CHP’de Yıldırım ilçe belediye başkan adayı da belli oldu…
Sosyal Güvenlik Uzmanı Özgür Erdursun…
Tanıdık bir isim…
Yakın geçmişte bizim OLAY TV’de, uzmanlık alanıyla ilgili programlar yapıyordu Özgür Bey…
Özellikle Bursa’daki emeklilikte yaşa takılanların sesi olmuştu.
Bu kesimin kurduğu derneğin etkinliklerinde aranılan isimdir.
EYT’le (emeklilikte yaşa takılanlar) ilgili kanun teklifleri ve soru önergeleri hazırlanmasında, CHP Genel Merkezi’ne de katkı sağlayanlardır.
*
24 Haziran 2018’deki genel seçimlerde de CHP Bursa 1. Bölge 5. sıra milletvekili adayı olmuştu Erdursun…
Meclis’e gideceğine dair çok umutluydu ama kısmet olmadı.
Seçimden sonra her gördüğümde kendisine takılıyordum, “Yaşa takılanları bırak, biraz da vekillikte beşe takılanlara bak!” diye…
Özgür Bey, önümüzdeki yerel seçimlerde de şansını Yıldırım Belediye Başkan adayı olarak deneyecek…
Gerçi, evi ve işyeri yakın olduğundan Nilüfer’e daha sıcak bakıyordu.
Yıldırım onun için de sürpriz oldu.
Adaylığı kabul ettiğine göre, Yıldırım’da emeklilikte yaşa takılan seçmen sayısı fazla!
Yoksa CHP ve ittifak ortakları İYİ Parti’nin oylarına kalırsa işi zor!
*
Erdursun’un adaylığına sevinen Yıldırımlılar, seçim vaatlerini merak ediyorlar…
Örneğin;
Emeklilikte yaşa takılanlardan sonra ortaya bir de kentsel dönüşümde yatay mimariye takılanlar çıktı Bursa’da…
Kendilerine YMT’liler adını veren sayıları oldukça yüksek bu mağdur kesimle ilgili özel bir çalışma iyi oy getirir diyorlar…
Benden söylemesi!
Bu arada;
Her yerel seçimde Yıldırım’da CHP’den belediye başkan aday adayı olan Bahattin Kuşoğlu’nun da Cüneyt Karlık gibi gerçekleri görüp, jübile yapma vakti geldi.
Bu kaçıncı seçim, kaçıncı aday adaylığı?
Kabul edin artık ağzınızla kuş tutsanız, CHP sizi aday göstermeyecek!
Aynı sözlerim Şahin Sevinç için de geçerli!
Sizler de adaylıkta şansa takılanlar diye bir dernek kurun bence!
Bez torbalara dikkat!
31 Mart’taki yerel seçiminde siyasi partilerin en gözde promosyonu bez alışveriş torbası gibi…
Partiler ayrı dağıtıyorlar, belediye başkanları ayrı…
Aralarında, “Çevre sağlığına en çok biz önem veriyoruz” yarışına döndü bu konu…
Tüketici memnun da marketler bu işe ne diyorlar acaba?
“Poşeti parayla satmaya kalktık, herkes çevreci kesildi.

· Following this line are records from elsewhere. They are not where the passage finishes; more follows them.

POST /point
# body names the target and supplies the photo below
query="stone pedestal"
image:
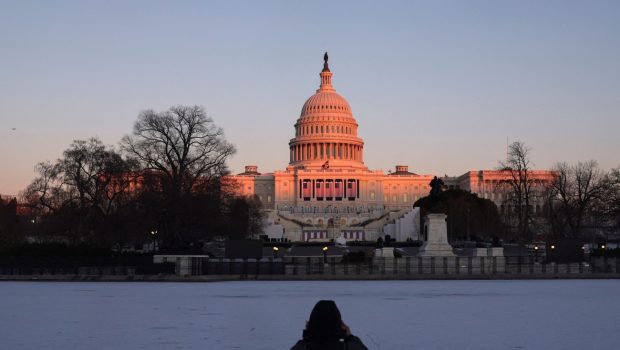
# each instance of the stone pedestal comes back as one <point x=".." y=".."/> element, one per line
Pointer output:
<point x="435" y="236"/>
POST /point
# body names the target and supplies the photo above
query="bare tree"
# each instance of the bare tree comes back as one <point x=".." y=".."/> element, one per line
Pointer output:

Gitti bizim 25 kuruşlar” diyorlar mıdır?
Yalnız çarşı pazarda bez torba dağıtacak siyasi partileri ve başkan adaylarına helal olsun!
Niye mi?
Tezgahlardaki fiyatlara canı sıkılan vatandaşların, “Boş torbayı dağıtmak kolay, verdiğiniz o torbaların içini nasıl dolduracağız, onun da formülünü de verin bari!” diye sitem etmelerinden çekinmiyorlar.
Sosyal değil ruhsal medya!
Yapılan araştırmaya göre, günde 4 saatimiz sosyal medyada geçiyormuş…
Ayda 120 saat eder…
Yani bir ayın dolu dolu 5 gününü sosyal medyaya harcıyoruz!
Bu da yılın 2 ayı demek aynı zamanda!
Düşündürücü!
Kullanım amacımıza gelince;
İlk sırada, fotoğraf paylaşmak var…
İkinci sırada, başkalarını takip etmek…
Üçüncü sırada bilgi almak, haberdar olmak…
Son sırada ise, video, dizi, film izlemek, oyun oynamak…
Sosyal medyayı en aktif kullananların yaş ortalaması 15-24 çıkmış…
Fakat, uzmanlar uyarıyorlar…
Günde 2 saatten fazla sosyal medyaya takılmak ruh sağlığı açısından tehlikeli!
Geçen bir dost sohbetinde anlattılar…
İçinde bulunduğumuz durumun vehametini özetliyordu…
Baba, evde cep telefonuna dalan çocuğuna sesleniyor:
“Evladım, bir bardak su getirir misin, ilacımı içeceğim…”
“Kusura bakma getiremem baba, şu an oyunun en heyacanlı bölümündeyim…”
“Ne oyunuymuş o?”
“İnsan öldürmece!”
Bu da seçmen manifestosu
* Belediye başkanlığına aday olan milletvekilleri, seçilince başkanlıktan vazgeçip tekrar vekilliğe dönmeyeceklerine dair söz versinler.
* Seçilen belediye başkanı, seçimden hemen sonra sağlık sorunlarını gerekçe göstererek istifa etmeyeceğine dair yemin etsin.
* Seçildikten bir süre sonra ‘metal yorgunuyum, bana müsade’ diyerek görevi bitmeden istifa edecekler, hiç aday olmasınlar.